The headline number is relatively modest. The buyer list is not. Poland, Uzbekistan, China, Kazakhstan and the Czech Republic were among the largest purchasers. Turkey, Russia and Azerbaijan's sovereign wealth fund were sellers.
That split says more about the gold market than the 17-tonne figure itself. The most active buyers are no longer concentrated in the world's traditional financial centers. They are increasingly located in Eastern Europe and Asia - regions facing a different mix of geopolitical, monetary and economic pressures than their Western counterparts.

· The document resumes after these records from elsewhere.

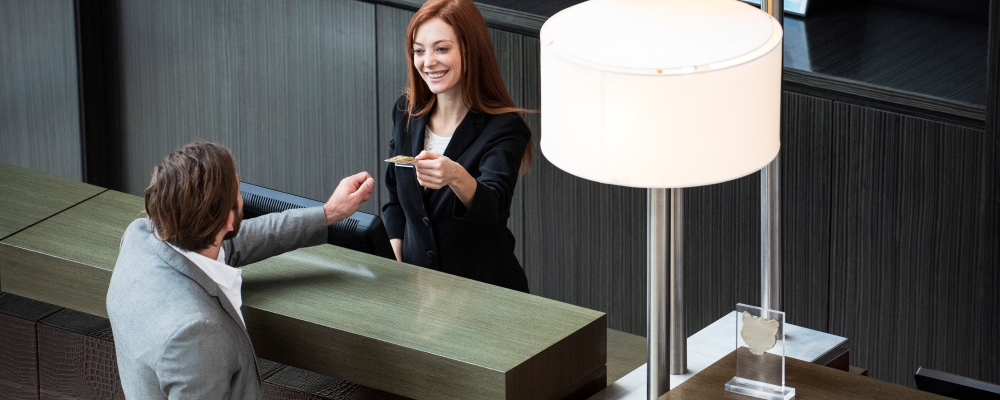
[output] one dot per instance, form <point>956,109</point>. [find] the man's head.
<point>194,196</point>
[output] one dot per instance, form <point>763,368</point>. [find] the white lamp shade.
<point>660,93</point>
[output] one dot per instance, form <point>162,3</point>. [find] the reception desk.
<point>390,326</point>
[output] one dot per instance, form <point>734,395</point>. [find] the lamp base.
<point>759,390</point>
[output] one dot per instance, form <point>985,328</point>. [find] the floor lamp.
<point>661,94</point>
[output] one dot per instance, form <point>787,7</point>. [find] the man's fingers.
<point>364,187</point>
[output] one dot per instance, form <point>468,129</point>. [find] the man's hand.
<point>350,193</point>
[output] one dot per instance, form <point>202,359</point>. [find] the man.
<point>174,299</point>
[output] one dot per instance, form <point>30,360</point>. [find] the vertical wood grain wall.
<point>39,100</point>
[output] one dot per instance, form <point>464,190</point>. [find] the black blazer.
<point>438,232</point>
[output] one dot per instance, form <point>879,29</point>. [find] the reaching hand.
<point>435,171</point>
<point>350,193</point>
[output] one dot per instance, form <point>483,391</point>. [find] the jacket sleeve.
<point>392,211</point>
<point>273,234</point>
<point>498,171</point>
<point>197,362</point>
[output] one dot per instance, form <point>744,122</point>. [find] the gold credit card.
<point>400,160</point>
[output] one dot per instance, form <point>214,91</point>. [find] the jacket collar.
<point>185,266</point>
<point>466,132</point>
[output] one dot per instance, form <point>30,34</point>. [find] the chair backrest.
<point>954,386</point>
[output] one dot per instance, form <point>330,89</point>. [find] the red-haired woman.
<point>449,210</point>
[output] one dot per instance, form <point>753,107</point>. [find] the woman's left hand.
<point>435,171</point>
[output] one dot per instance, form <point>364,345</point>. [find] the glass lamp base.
<point>759,390</point>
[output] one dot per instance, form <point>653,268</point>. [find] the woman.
<point>448,210</point>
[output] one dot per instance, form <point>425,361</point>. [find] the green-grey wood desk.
<point>383,324</point>
<point>27,197</point>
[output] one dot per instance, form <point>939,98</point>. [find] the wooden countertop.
<point>376,322</point>
<point>811,381</point>
<point>27,197</point>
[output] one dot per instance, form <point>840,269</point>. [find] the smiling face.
<point>437,58</point>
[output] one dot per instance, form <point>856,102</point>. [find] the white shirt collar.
<point>223,275</point>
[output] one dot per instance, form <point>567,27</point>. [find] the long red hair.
<point>483,90</point>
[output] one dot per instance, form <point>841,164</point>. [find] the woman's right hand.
<point>397,248</point>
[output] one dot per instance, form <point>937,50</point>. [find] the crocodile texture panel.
<point>76,366</point>
<point>18,359</point>
<point>297,384</point>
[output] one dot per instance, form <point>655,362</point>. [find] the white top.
<point>229,279</point>
<point>434,143</point>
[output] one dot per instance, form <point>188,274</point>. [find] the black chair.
<point>954,386</point>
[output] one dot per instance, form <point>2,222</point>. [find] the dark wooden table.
<point>811,381</point>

Poland has become the clearest example of this shift. The country's central bank added another 49 tonnes in April, extending a buying program that has transformed it into one of the largest official-sector gold purchasers in the world. Uzbekistan added more than 20 tonnes, while China continued steadily increasing its reserves.
These are not opportunistic trades. They are part of multi-year reserve strategies that have continued through rising interest rates, a stronger dollar and record-high gold prices.
Poland, Uzbekistan and China led April's purchases, while Turkey remained the largest seller.
The pattern extends well beyond a single month. According to the World Gold Council's latest survey, most central banks expect global gold reserves to either increase or remain unchanged over the next 12 months. Virtually none expect official holdings to decline.
Even institutions that are not actively buying show little appetite for reducing exposure.
Central banks overwhelmingly expect global gold reserves to rise or remain stable. That would have been a surprising result a decade ago. Reserve management was still largely a dollar story. Gold remained important, but mostly as a legacy asset inherited from previous monetary eras.
Today, the role of bullion is changing. For many reserve managers, gold is one of the few assets that sits outside another country's political and monetary system. It carries no issuer risk and requires no confidence in a foreign government's fiscal position.
Chart 2. Eastern Europe and Asia have dominated net central-bank gold purchases over the past three years. March briefly interrupted that narrative. Official-sector sales exceeded purchases, prompting speculation that central banks were becoming less willing to buy gold near record highs.
April restored the trend. Net purchases returned, suggesting that March was less a strategic reversal than a period of profit-taking and portfolio rebalancing.
March's selling wave stands out as an exception within a broader buying trend.
Central banks appear to be looking at something else. The countries driving official demand are not chasing momentum. They are building reserves for a world that looks increasingly fragmented and less dependent on a single financial center.
March created doubts. April showed those doubts may have been premature. The world's biggest financial hubs are no longer driving central-bank gold demand. The momentum is coming from Eastern Europe and Asia, where reserve managers appear far more focused on resilience than yield. For years, investors treated gold as a hedge against uncertainty. Increasingly, central banks are treating it as infrastructure.